What will the reshuffle mean for environmental politics?

“Away with the cant of ‘Measures, not men!’ – the idle supposition that it is the harness and not the horses that draw the chariot along.” Measures matter, or course, but it is ministers, women and men, who champion them and drive them through. This reshuffle matters, and it looks good for those who care about action on climate and the wider environment.

Housing and local government
All institutions develop silos. Government is particularly prone: Defra looks after nature; BEIS tackles climate change; MHCLG builds houses. But MHCLG also has a big part to play in reducing greenhouse gas emissions and a key role in the success or failure of Defra initiatives, such as environmental net gain from new developments and local nature networks.

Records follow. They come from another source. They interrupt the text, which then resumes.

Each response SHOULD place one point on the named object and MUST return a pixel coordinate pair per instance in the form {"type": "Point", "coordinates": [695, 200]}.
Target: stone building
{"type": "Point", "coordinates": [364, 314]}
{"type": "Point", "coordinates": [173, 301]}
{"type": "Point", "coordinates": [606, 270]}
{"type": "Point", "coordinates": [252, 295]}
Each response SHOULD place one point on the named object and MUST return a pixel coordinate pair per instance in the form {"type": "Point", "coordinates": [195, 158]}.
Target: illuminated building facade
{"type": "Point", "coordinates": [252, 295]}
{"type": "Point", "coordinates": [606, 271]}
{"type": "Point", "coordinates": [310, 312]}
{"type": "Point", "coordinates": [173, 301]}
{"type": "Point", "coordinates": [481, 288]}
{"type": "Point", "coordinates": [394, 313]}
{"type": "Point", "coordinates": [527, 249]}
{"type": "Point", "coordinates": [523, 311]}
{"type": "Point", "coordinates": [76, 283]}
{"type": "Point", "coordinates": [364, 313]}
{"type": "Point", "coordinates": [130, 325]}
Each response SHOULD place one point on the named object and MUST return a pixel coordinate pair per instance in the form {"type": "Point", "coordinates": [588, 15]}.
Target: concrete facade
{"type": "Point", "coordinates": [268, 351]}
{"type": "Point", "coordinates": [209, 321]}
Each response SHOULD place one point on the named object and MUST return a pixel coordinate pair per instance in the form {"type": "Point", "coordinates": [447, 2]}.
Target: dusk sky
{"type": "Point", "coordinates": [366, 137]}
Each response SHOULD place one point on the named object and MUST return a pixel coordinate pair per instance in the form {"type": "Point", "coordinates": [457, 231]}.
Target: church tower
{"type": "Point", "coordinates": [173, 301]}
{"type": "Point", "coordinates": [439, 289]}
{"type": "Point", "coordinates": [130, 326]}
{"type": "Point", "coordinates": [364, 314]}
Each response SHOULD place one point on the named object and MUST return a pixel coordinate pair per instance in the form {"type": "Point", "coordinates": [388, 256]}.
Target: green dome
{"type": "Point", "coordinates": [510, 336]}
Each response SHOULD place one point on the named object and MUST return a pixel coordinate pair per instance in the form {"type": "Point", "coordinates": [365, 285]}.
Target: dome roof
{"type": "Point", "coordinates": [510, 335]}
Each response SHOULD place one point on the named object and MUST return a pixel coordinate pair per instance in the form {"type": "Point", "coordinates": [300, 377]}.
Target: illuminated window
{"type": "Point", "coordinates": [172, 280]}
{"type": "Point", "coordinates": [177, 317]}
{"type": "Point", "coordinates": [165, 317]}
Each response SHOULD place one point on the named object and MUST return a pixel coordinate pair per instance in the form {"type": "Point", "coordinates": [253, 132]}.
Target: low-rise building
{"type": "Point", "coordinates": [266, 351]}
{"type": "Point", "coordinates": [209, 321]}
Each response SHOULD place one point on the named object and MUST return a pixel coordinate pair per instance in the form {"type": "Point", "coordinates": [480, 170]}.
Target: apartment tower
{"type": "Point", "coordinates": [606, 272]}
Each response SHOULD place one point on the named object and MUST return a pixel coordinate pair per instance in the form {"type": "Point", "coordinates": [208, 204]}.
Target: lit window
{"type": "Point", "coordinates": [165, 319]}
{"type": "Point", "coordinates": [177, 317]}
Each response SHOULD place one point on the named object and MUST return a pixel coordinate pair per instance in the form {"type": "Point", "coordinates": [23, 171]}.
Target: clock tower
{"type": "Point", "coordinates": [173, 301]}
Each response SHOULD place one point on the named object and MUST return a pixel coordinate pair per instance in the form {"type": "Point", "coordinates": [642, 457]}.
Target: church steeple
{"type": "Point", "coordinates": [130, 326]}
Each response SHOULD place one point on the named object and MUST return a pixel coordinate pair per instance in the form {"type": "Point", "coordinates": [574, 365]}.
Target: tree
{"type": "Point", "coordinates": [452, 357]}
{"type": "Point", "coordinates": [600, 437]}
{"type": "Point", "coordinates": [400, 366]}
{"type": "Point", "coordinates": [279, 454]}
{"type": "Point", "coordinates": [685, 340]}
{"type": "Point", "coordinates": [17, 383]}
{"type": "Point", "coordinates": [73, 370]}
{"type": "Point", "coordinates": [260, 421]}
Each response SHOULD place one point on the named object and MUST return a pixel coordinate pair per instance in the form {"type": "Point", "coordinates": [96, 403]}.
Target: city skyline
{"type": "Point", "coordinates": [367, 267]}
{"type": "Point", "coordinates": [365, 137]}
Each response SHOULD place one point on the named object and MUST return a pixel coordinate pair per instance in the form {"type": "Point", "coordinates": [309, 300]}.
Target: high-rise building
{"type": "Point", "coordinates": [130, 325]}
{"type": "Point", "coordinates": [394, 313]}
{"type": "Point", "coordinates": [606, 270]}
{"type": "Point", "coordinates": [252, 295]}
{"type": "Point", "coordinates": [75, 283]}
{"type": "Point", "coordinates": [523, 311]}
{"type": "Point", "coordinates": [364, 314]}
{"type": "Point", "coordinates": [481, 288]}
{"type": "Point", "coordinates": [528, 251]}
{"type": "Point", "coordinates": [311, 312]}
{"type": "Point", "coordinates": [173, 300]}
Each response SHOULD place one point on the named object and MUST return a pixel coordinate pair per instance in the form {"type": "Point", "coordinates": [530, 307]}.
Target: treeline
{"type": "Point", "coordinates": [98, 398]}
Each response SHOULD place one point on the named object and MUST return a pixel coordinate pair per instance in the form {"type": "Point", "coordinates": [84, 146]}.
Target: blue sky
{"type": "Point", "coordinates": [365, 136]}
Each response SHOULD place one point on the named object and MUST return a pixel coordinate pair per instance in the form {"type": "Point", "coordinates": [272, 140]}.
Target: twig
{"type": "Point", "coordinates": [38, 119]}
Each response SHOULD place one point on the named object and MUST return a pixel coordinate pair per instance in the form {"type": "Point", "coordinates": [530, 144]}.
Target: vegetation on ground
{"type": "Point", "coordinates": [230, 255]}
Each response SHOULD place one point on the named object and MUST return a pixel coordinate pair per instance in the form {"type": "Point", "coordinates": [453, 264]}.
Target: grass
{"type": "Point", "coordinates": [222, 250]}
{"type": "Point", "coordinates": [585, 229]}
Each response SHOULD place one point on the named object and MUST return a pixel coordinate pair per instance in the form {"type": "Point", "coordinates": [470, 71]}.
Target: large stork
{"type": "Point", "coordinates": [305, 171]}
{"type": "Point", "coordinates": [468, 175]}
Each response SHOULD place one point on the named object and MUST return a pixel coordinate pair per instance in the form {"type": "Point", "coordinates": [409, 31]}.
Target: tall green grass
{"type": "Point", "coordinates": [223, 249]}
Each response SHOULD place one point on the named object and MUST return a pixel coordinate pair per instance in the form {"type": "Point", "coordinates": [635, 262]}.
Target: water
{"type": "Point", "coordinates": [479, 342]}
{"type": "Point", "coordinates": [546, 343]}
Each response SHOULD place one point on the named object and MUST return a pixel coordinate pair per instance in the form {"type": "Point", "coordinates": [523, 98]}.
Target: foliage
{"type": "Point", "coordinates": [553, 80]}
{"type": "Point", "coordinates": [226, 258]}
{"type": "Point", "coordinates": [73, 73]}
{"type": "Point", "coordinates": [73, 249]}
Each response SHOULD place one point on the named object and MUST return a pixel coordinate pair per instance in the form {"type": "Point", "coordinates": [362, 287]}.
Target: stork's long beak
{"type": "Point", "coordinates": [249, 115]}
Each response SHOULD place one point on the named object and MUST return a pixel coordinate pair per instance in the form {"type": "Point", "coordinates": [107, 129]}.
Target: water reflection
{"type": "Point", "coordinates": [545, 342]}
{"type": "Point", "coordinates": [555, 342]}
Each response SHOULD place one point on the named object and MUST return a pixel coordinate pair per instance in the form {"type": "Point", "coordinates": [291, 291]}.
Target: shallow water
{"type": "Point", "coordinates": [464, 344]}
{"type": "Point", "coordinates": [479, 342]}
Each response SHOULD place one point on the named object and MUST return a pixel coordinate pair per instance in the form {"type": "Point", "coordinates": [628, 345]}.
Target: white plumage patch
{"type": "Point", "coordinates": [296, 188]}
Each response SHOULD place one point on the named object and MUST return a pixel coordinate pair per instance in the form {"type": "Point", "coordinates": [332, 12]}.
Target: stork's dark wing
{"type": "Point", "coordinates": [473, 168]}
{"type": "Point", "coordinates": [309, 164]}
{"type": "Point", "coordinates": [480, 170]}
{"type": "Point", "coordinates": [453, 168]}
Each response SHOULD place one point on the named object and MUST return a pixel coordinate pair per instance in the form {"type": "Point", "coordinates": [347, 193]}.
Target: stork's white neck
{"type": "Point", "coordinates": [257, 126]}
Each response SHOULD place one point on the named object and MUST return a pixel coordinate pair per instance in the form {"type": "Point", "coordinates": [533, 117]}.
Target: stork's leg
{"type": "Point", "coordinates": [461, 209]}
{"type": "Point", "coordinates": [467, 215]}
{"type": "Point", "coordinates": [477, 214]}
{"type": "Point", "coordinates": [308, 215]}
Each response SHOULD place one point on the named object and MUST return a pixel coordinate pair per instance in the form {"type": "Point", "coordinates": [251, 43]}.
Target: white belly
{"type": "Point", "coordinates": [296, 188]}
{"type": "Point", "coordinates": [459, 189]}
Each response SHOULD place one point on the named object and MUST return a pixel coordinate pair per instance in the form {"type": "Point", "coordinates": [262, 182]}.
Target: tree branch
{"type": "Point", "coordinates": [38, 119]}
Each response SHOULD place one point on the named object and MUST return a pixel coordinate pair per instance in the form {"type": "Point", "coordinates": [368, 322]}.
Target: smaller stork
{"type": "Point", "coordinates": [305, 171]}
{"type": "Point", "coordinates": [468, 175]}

The outgoing secretary of state, Robert Jenrick, cares about beauty and the countryside, but he failed to champion net zero and gave too little support to local authorities wanting to tackle the climate crisis. On planning reform, he could not persuade critics that the aim was better development, not just more development.

His successor, Michael Gove, is a reformer. As environment secretary, he seized the post-Brexit agenda, energised Defra and set in train reforms that are now coming to fruition, provided they get support from his new department.

He will shake up MHCLG. I am confident that he will also ‘green’ it. In his last speech as environment secretary, to Green Alliance’s 2019 summer reception, he confessed to feeling uncomfortable hearing Greta Thunberg “speak more sense…  than many of the people who I sit alongside in the House of Commons. The single greatest challenge we face,” he said, “is making sure that the climate and environment emergency… is addressed with the force, passion and determination that it deserves”.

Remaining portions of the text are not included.